Una sfida alla miseria del presente, non una sua affabulatoria edulcorazione. Un pensiero per sollevare i deboli e minacciare i potenti, non una suggestione per trascinare i primi e licenziare i secondi. L'utopia è l'esatto contrario del mito. Formula un progetto, è l'espressione di una volontà cosciente e ponderata, tende a una prova dei fatti, si sottopone alla critica e al dibattito. Non mistifica la verità, la cerca. L'ebbrezza della sua seduzione accompagna la fondatezza della sua ragione, non la sostituisce.
Una volta creata nella propria mente, l'utopia inizia a vagliare i pensieri e le azioni. Diventa etica. Non si accontenta della rilassatezza della verosimiglianza, esige la tensione della coscienza.
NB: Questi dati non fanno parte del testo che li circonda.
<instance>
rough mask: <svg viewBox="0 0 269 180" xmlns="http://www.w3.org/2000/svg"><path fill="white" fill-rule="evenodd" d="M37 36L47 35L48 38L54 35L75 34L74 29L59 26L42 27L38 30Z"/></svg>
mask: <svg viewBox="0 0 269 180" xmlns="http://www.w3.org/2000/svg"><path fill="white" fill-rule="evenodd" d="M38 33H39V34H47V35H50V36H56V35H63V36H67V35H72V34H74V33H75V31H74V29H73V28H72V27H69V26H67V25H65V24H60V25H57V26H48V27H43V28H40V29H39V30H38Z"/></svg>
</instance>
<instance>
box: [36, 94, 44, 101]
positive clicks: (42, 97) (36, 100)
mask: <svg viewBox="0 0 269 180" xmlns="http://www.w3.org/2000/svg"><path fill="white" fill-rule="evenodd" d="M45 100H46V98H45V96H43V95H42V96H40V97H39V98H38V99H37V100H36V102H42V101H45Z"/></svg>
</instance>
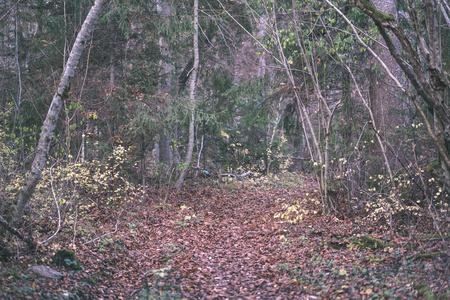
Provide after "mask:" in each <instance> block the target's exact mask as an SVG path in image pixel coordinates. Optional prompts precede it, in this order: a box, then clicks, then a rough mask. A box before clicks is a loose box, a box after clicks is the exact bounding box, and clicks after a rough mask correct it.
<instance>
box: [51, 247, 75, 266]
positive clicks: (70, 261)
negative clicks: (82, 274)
mask: <svg viewBox="0 0 450 300" xmlns="http://www.w3.org/2000/svg"><path fill="white" fill-rule="evenodd" d="M52 262H53V264H55V265H56V266H59V267H61V266H62V267H65V268H66V269H69V270H81V267H80V263H79V261H78V258H77V256H76V255H75V252H73V251H70V250H58V251H57V252H56V253H55V255H53V257H52Z"/></svg>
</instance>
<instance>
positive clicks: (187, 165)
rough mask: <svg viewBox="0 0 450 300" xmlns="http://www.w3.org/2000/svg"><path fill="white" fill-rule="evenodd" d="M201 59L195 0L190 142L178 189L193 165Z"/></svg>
mask: <svg viewBox="0 0 450 300" xmlns="http://www.w3.org/2000/svg"><path fill="white" fill-rule="evenodd" d="M199 60H200V58H199V49H198V0H194V66H193V68H192V72H191V73H192V74H191V81H190V83H189V99H190V100H191V107H190V110H191V120H190V122H189V142H188V149H187V153H186V159H185V163H184V167H183V169H182V170H181V173H180V176H179V177H178V180H177V182H176V183H175V187H176V188H177V189H179V188H181V187H182V186H183V182H184V179H185V177H186V175H187V173H188V170H189V166H190V165H191V161H192V154H193V152H194V135H195V132H194V130H195V128H194V125H195V106H196V101H195V93H196V85H197V74H198V66H199Z"/></svg>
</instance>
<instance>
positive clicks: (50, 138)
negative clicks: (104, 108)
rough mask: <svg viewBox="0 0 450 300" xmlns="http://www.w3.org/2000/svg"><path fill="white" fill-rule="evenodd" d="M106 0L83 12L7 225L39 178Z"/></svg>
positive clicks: (19, 212) (19, 213) (17, 220)
mask: <svg viewBox="0 0 450 300" xmlns="http://www.w3.org/2000/svg"><path fill="white" fill-rule="evenodd" d="M105 2H106V0H96V1H95V4H94V6H92V8H91V10H90V11H89V14H88V15H87V17H86V19H85V21H84V23H83V26H82V27H81V30H80V32H79V33H78V36H77V39H76V40H75V43H74V45H73V48H72V51H71V52H70V55H69V59H68V60H67V63H66V67H65V69H64V73H63V75H62V76H61V80H60V82H59V86H58V89H57V91H56V93H55V94H54V96H53V100H52V103H51V104H50V108H49V110H48V113H47V117H46V118H45V121H44V125H43V127H42V133H41V136H40V139H39V143H38V147H37V151H36V156H35V157H34V161H33V164H32V166H31V170H30V171H29V172H28V174H27V181H26V184H25V186H24V187H23V188H22V190H21V191H20V193H19V197H18V200H17V204H16V206H15V207H14V212H13V216H12V220H11V226H12V227H16V226H17V225H18V224H20V223H21V219H22V216H23V212H24V209H25V207H26V205H27V204H28V202H29V201H30V198H31V197H32V195H33V193H34V191H35V188H36V185H37V184H38V183H39V180H40V179H41V178H42V170H43V169H44V168H45V166H46V163H47V154H48V151H49V148H50V142H51V140H52V135H53V132H54V130H55V127H56V123H57V121H58V115H59V113H60V111H61V107H62V104H63V101H64V99H66V98H67V96H68V94H69V90H70V80H71V79H72V78H73V77H74V76H75V69H76V68H77V66H78V62H79V60H80V56H81V53H82V52H83V49H84V47H85V45H86V42H87V41H88V39H89V37H90V34H91V32H92V29H93V28H94V24H95V23H96V21H97V19H98V17H99V15H100V12H101V10H102V7H103V5H104V4H105Z"/></svg>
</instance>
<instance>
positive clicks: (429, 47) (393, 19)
mask: <svg viewBox="0 0 450 300" xmlns="http://www.w3.org/2000/svg"><path fill="white" fill-rule="evenodd" d="M408 2H409V3H408V5H409V6H410V7H412V3H411V1H408ZM353 3H354V5H355V6H357V7H358V8H359V9H361V10H362V11H363V12H364V13H365V14H367V15H368V16H369V17H371V18H372V20H373V21H374V22H375V24H376V26H377V28H378V31H379V32H380V34H381V36H382V37H383V39H384V41H385V42H386V45H387V47H388V49H389V52H390V53H391V55H392V56H393V57H394V59H395V60H396V61H397V63H398V64H399V66H400V67H401V68H402V70H403V72H405V74H406V76H407V78H408V79H409V81H410V82H411V84H412V86H413V87H414V89H415V90H416V92H417V94H418V95H419V96H421V97H422V99H423V100H424V101H425V102H426V103H427V104H428V106H429V107H431V108H432V109H433V111H434V114H435V128H434V130H433V129H432V128H431V126H429V124H427V123H428V120H427V119H426V118H424V122H425V123H426V124H427V126H426V127H427V130H428V133H429V135H430V136H431V137H432V139H433V142H434V143H435V145H436V148H437V150H438V153H439V156H440V160H441V166H442V171H443V176H444V181H445V182H446V183H450V151H449V149H448V147H447V145H449V144H450V113H449V110H450V109H449V103H448V99H446V95H448V94H449V92H450V83H449V79H448V77H447V76H448V75H447V74H445V72H444V71H443V69H442V53H441V48H440V47H441V43H440V34H439V32H438V30H437V28H438V26H437V25H438V19H437V18H438V15H439V14H438V13H437V9H438V7H437V5H436V3H435V2H434V1H433V0H425V1H423V5H424V8H425V14H424V16H425V30H426V34H427V40H428V44H426V42H425V41H424V39H422V38H421V37H422V35H423V32H422V31H421V30H420V27H421V26H422V24H419V23H418V22H417V18H416V17H415V12H414V10H413V9H410V12H411V14H412V18H411V19H412V28H413V29H414V30H415V31H416V38H417V39H418V40H417V41H415V42H411V40H410V39H411V37H410V36H407V35H406V33H405V32H404V31H403V29H402V28H401V27H400V25H399V24H398V23H397V22H396V20H395V18H394V16H393V15H387V14H384V13H382V12H380V11H379V10H377V9H376V8H375V7H374V6H373V5H372V4H371V3H370V2H369V1H367V0H353ZM387 30H390V31H391V32H392V33H393V34H394V35H395V36H396V38H397V39H398V40H399V41H400V44H401V50H402V53H399V51H398V49H397V48H396V47H395V43H394V41H393V39H392V38H391V37H390V36H389V34H388V32H387ZM416 43H417V44H418V45H419V49H420V50H421V51H422V52H423V53H422V55H419V53H418V52H417V51H416V48H415V47H414V46H413V44H416ZM404 57H406V58H407V59H408V62H406V61H405V60H404ZM424 66H425V67H424ZM390 75H392V74H390ZM396 84H397V85H400V84H399V83H398V81H397V82H396ZM402 90H403V92H405V93H407V95H408V96H409V97H410V98H411V99H412V101H413V103H414V105H415V106H416V107H417V108H418V110H419V112H421V111H420V110H421V108H420V107H419V106H418V105H417V103H416V102H417V100H416V99H415V96H414V95H413V94H412V93H411V92H408V91H407V90H406V89H404V88H402ZM421 115H423V116H424V114H423V112H421Z"/></svg>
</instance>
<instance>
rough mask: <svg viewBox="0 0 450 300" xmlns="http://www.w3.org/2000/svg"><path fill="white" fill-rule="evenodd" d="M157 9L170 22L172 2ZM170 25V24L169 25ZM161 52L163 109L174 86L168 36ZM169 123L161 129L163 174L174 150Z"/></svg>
mask: <svg viewBox="0 0 450 300" xmlns="http://www.w3.org/2000/svg"><path fill="white" fill-rule="evenodd" d="M157 11H158V15H159V17H160V18H161V22H167V23H168V22H169V19H170V17H171V16H172V4H171V3H170V2H167V1H162V0H158V1H157ZM167 26H168V25H167ZM158 45H159V52H160V55H161V57H162V58H161V60H160V61H159V70H160V71H159V81H158V94H159V97H161V100H162V101H161V103H162V104H161V107H160V109H161V110H162V111H165V110H166V109H167V103H166V101H164V100H165V99H164V98H166V97H167V96H168V94H169V92H170V90H171V88H172V82H173V80H172V79H173V78H172V69H173V66H172V63H171V60H172V51H171V50H170V49H169V43H168V42H167V39H166V37H164V36H160V37H159V40H158ZM167 114H168V113H167V112H164V117H165V116H167ZM167 125H168V124H165V122H161V126H160V130H159V162H160V163H162V164H164V170H162V172H163V174H164V173H166V174H168V173H169V172H170V169H171V168H172V151H171V148H170V141H171V139H170V136H169V135H168V134H167V132H166V131H165V127H166V126H167Z"/></svg>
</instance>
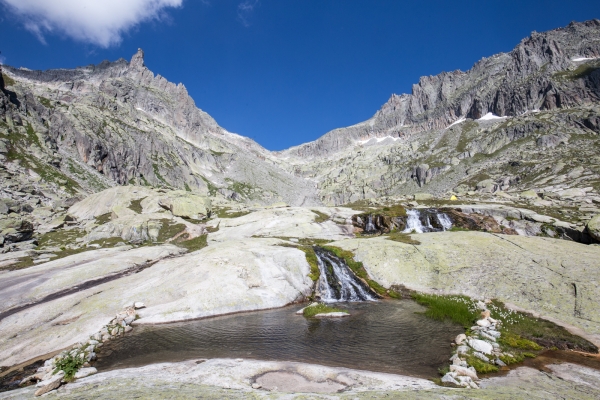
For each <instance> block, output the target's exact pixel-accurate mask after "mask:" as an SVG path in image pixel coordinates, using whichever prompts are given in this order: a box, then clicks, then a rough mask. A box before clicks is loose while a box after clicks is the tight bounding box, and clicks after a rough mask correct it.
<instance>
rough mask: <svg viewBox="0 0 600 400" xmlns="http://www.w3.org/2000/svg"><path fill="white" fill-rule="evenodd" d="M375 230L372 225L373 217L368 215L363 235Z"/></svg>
mask: <svg viewBox="0 0 600 400" xmlns="http://www.w3.org/2000/svg"><path fill="white" fill-rule="evenodd" d="M376 230H377V228H375V224H373V216H372V215H371V214H369V216H368V217H367V224H366V225H365V233H370V232H375V231H376Z"/></svg>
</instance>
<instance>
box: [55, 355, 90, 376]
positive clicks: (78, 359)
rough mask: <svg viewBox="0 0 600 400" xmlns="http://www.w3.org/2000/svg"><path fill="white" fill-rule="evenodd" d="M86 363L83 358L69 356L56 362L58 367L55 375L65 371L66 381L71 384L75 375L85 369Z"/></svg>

Perché l'utopia non cade dal cielo o prorompe dalla terra, già bella e pronta. E non è il destino inevitabile che ci aspetta. La si costruisce. Per realizzarla nella storia bisogna incarnarla nella propria vita. Non si arriva all'utopia attraverso il realismo, non si arriva alla libertà attraverso l'autorità. Con un mito costruito con parole e diffuso attraverso la stampa e la radio, un pugno di ingegneri di anime ha fatto fare in passato il passo dell'oca alle popolazioni di mezza Europa. Oggi, con un mito costituito soprattutto da immagini e diffuso attraverso la stampa, la radio, la televisione ed internet, battaglioni di ingegneri di anime possono far fare lo struscio del verme all'intera umanità. Contro il mito, l'utopia necessita che tutti siano consapevoli. Consapevoli dei fini da raggiungere quanto dei mezzi da impiegare — dai flauti ideali ai martelli materiali. Tutto ciò, oltre a non essere realistico, non è di certo attuale. Ma l'attualità è qualcosa che solo il pubblico segue. Fuori dal pubblico, la si crea.